October 10, 2024
A male patient presented with acute quadriplegia caused by compartment syndrome and its resulting hyperkalemia.
A 48-year-old man presented with quadriplegia following a seemingly minor knee injury three days prior. He reported spending most of the intervening time recuperating on his couch. On the day of presentation, he awoke with quadriplegia.
Investigation revealed acute renal failure, rhabdomyolysis, and hyperkalemia, which explained his paralysis. A thorough physical examination identified the culprit: acute compartment syndrome in his right calf, likely due to prolonged immobility after the knee injury.
He received emergent treatment for hyperkalemia and underwent a right calf four-compartment fasciotomy. Subsequently, his kidney function recovered fully, and he regained good amulatory function in the affected leg.
Acute compartment syndrome is a common surgical emergency treated with decompressive fasciotomy. This case report reinforces the critical role of a thorough physical examination in timely diagnosis, even when faced with atypical presentations.
acute compartment syndrome; hyperkalemia; fasciotomy; rhabdomyolysis
Acute compartment syndrome (ACS) is a surgical emergency characterized by increased pressure within a non-expandable space, compromising blood flow and leading to tissue ischemia.1 Typically affecting the lower extremities following trauma,1 ACS can also arise from restrictive dressings, circumferential burns with eschar formation, or prolonged pressure.2 Diagnosis of ACS hinges on clinical evaluation through history and physical examination; imaging is not routinely required.1,2 This case report presents an uncommon instance of ACS developing in a patient following a minor knee injury.
A 48-year-old man with a history of hypertension presented to the emergency department with quadriplegia.
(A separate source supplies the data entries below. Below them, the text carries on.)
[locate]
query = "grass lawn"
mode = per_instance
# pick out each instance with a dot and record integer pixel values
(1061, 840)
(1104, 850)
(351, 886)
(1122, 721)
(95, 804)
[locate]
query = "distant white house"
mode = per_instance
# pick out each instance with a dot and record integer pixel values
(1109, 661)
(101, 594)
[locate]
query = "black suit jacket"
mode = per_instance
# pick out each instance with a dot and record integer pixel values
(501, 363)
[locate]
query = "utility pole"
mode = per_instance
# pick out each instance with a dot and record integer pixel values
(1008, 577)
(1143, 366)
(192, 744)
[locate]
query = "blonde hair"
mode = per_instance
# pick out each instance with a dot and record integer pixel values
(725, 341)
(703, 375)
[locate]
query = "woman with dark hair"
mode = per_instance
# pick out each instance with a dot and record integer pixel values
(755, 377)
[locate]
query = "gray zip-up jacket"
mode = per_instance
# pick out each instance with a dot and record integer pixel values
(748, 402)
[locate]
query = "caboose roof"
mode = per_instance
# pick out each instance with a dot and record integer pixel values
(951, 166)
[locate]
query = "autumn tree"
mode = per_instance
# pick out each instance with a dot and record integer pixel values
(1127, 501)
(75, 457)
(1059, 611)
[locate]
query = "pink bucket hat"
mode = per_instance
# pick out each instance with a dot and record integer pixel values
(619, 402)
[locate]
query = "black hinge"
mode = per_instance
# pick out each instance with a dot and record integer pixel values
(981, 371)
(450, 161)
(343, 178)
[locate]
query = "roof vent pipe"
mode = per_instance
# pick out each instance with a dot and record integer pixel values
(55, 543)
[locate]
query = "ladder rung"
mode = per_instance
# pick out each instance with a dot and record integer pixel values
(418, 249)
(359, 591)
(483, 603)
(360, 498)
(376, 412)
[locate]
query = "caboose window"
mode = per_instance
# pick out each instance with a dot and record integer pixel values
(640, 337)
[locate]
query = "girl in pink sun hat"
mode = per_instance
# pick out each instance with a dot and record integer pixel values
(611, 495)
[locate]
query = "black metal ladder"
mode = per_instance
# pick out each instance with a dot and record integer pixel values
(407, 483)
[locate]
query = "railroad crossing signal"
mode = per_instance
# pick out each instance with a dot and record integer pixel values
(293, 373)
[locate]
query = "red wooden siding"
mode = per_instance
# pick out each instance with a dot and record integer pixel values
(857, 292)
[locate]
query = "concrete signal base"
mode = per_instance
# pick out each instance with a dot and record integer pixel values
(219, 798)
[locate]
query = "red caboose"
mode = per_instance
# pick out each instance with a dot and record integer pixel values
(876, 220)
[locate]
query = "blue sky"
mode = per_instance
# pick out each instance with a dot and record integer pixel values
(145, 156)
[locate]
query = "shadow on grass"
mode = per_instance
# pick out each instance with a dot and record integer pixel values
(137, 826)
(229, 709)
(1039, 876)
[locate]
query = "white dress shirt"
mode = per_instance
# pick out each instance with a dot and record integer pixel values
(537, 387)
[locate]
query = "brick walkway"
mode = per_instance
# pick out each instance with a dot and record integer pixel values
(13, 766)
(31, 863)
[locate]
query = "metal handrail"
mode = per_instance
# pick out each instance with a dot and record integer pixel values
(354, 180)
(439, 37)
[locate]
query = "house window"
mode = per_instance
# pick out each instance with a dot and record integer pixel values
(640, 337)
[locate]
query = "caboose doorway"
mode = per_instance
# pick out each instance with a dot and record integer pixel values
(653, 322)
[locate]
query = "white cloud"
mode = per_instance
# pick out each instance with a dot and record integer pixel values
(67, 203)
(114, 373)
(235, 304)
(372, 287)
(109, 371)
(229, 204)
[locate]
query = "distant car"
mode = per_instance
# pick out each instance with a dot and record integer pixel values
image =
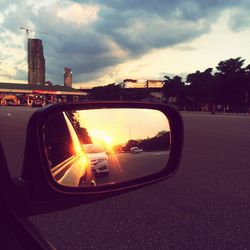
(37, 103)
(98, 158)
(135, 150)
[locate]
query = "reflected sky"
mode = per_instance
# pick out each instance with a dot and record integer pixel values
(117, 126)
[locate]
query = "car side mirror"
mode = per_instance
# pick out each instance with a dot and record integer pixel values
(100, 148)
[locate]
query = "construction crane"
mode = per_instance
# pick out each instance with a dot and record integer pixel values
(27, 37)
(7, 75)
(29, 30)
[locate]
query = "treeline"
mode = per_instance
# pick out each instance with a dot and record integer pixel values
(225, 89)
(161, 141)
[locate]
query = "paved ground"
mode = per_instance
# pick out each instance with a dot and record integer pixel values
(204, 206)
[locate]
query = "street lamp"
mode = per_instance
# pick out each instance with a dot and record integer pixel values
(129, 129)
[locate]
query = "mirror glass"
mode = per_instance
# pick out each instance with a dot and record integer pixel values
(105, 146)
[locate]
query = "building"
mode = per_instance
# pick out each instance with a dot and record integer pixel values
(132, 83)
(67, 77)
(25, 94)
(36, 62)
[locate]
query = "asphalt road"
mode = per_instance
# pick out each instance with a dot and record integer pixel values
(204, 206)
(121, 166)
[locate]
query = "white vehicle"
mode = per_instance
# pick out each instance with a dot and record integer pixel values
(97, 157)
(135, 150)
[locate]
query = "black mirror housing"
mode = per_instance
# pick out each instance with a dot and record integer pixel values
(47, 195)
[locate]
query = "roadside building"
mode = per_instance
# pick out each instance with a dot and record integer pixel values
(67, 77)
(36, 62)
(150, 89)
(25, 94)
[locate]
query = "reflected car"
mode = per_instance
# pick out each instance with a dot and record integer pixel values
(98, 159)
(135, 150)
(37, 103)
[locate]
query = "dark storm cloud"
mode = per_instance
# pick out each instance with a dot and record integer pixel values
(74, 46)
(134, 26)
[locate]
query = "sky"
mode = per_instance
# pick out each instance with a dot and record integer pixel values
(106, 41)
(114, 126)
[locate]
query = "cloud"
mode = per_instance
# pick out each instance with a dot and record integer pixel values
(92, 36)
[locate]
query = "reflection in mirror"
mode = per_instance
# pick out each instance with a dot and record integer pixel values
(104, 146)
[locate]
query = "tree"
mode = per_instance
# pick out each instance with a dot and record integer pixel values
(174, 88)
(202, 87)
(232, 83)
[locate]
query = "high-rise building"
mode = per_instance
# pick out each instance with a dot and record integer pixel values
(36, 62)
(67, 77)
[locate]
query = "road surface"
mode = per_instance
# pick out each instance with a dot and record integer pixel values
(204, 206)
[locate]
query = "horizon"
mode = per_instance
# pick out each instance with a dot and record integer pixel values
(103, 45)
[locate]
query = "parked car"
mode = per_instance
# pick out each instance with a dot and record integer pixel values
(135, 150)
(98, 159)
(37, 103)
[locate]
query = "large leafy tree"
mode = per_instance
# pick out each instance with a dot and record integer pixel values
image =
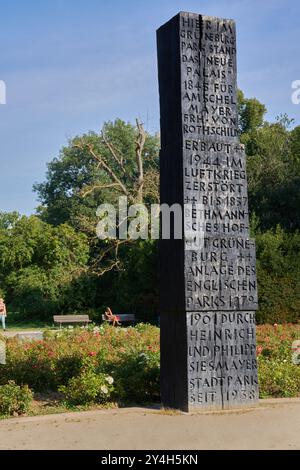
(39, 264)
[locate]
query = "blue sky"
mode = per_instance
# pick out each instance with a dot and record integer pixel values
(70, 65)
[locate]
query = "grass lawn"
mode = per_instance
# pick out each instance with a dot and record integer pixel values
(12, 325)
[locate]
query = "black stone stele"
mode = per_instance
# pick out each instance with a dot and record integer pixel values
(208, 287)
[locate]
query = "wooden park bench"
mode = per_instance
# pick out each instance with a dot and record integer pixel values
(122, 318)
(71, 319)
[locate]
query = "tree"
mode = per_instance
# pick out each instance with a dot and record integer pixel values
(93, 168)
(40, 264)
(251, 113)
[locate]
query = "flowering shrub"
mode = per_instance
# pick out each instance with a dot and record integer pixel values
(101, 364)
(14, 399)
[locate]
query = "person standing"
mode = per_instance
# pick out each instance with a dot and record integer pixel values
(3, 313)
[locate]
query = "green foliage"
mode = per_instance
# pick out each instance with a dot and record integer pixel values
(88, 387)
(74, 172)
(104, 364)
(41, 266)
(278, 376)
(251, 113)
(278, 266)
(14, 399)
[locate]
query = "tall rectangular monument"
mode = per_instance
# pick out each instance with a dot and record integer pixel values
(208, 287)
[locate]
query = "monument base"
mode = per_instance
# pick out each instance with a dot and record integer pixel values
(208, 360)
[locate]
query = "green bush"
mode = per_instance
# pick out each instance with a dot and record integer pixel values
(137, 377)
(88, 387)
(15, 399)
(278, 378)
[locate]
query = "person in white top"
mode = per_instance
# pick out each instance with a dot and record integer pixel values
(3, 313)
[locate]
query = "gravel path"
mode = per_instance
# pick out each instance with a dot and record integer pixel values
(275, 424)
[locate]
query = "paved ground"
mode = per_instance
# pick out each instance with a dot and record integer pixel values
(275, 424)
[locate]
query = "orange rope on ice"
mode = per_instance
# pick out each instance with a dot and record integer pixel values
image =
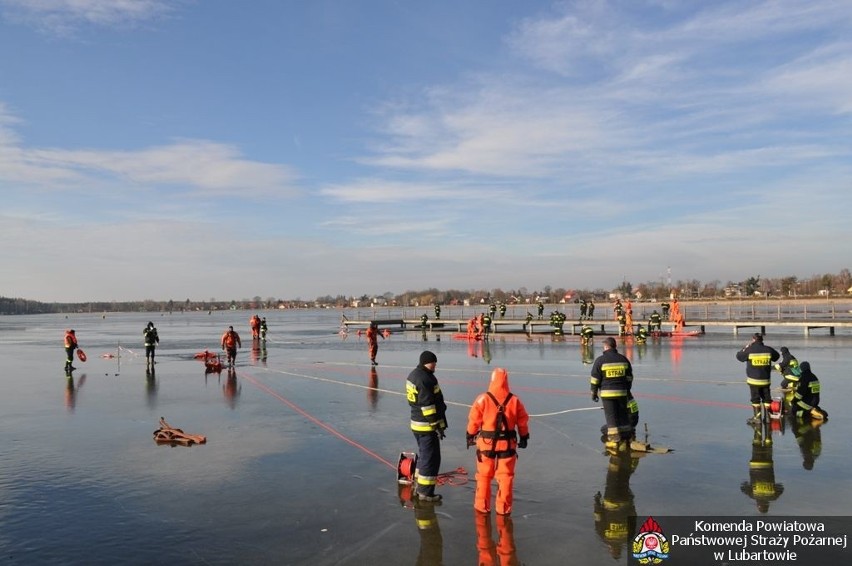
(315, 420)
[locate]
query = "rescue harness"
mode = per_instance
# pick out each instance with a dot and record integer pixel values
(502, 432)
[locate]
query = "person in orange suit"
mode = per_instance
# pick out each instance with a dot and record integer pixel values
(680, 323)
(498, 424)
(70, 346)
(502, 552)
(230, 342)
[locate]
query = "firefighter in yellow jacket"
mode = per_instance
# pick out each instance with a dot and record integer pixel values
(497, 424)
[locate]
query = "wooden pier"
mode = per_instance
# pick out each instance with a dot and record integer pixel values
(601, 327)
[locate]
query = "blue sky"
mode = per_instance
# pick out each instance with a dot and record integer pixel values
(174, 149)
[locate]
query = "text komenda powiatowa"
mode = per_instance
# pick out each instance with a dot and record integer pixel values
(768, 535)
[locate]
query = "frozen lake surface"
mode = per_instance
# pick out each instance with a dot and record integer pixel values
(300, 463)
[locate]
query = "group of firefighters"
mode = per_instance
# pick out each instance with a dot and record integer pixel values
(230, 342)
(498, 422)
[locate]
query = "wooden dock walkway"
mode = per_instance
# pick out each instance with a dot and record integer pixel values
(601, 327)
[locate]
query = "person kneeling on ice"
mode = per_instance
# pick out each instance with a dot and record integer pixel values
(496, 421)
(806, 398)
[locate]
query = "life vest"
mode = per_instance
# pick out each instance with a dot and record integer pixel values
(501, 432)
(229, 339)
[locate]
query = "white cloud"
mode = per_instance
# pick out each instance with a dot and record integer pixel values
(196, 166)
(64, 17)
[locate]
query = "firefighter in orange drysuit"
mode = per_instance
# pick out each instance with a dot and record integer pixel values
(491, 426)
(230, 342)
(70, 346)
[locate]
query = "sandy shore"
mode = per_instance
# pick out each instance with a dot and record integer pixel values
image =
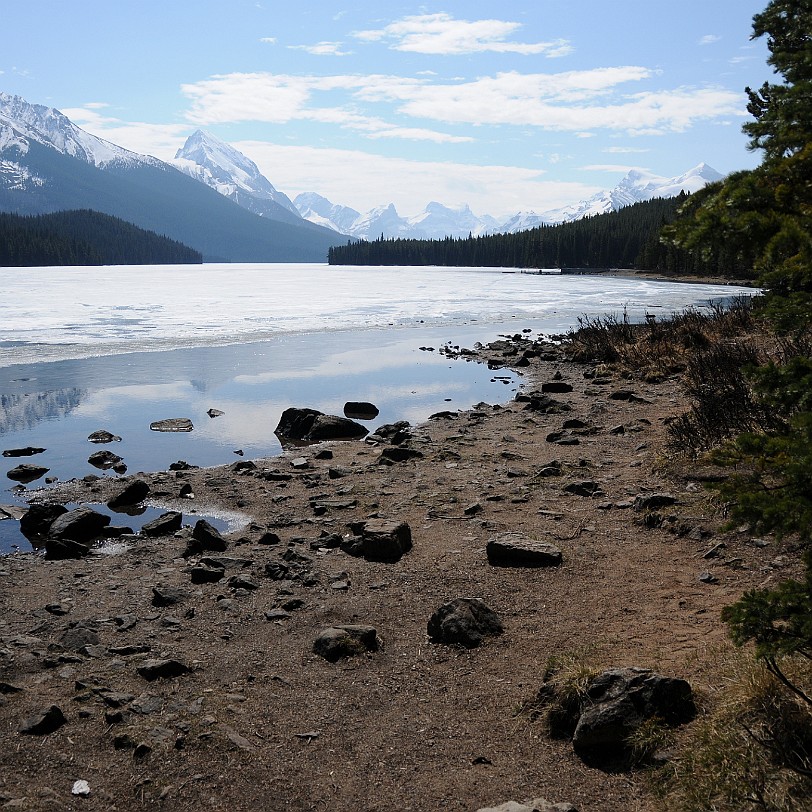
(261, 722)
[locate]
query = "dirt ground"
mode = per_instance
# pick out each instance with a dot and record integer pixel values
(262, 723)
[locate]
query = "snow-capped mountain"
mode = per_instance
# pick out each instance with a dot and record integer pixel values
(636, 187)
(21, 121)
(435, 222)
(235, 176)
(318, 209)
(438, 221)
(49, 164)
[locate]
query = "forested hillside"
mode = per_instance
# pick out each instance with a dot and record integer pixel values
(628, 238)
(85, 237)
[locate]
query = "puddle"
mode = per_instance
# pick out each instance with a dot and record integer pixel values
(133, 518)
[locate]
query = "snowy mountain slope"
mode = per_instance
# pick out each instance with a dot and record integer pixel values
(234, 175)
(636, 187)
(49, 164)
(20, 120)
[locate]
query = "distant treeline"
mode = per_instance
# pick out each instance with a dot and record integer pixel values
(628, 238)
(84, 237)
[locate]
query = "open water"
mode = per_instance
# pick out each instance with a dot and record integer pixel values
(116, 348)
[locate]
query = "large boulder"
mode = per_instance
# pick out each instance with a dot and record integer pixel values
(312, 426)
(518, 550)
(384, 540)
(465, 622)
(620, 701)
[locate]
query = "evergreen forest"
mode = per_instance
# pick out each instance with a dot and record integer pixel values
(84, 237)
(627, 238)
Three days prior, he fell on his right knee while playing football and experienced significant pain, managed conservatively with rest and unspecified pain medications. He became progressively immobile and, on the third day, woke up with paralysis of his arms and legs, prompting his visit.
Examination revealed normal vital signs except for hypertension (170/100 mmHg). He had cervical spine tenderness on palpation without deformity. All four limbs showed complete paralysis (0/5 strength) with preserved sensation. His right calf was tense, tender, and painful with passive ankle dorsiflexion. Dorsalis pedis and posterior tibial pulses in the right foot were diminished.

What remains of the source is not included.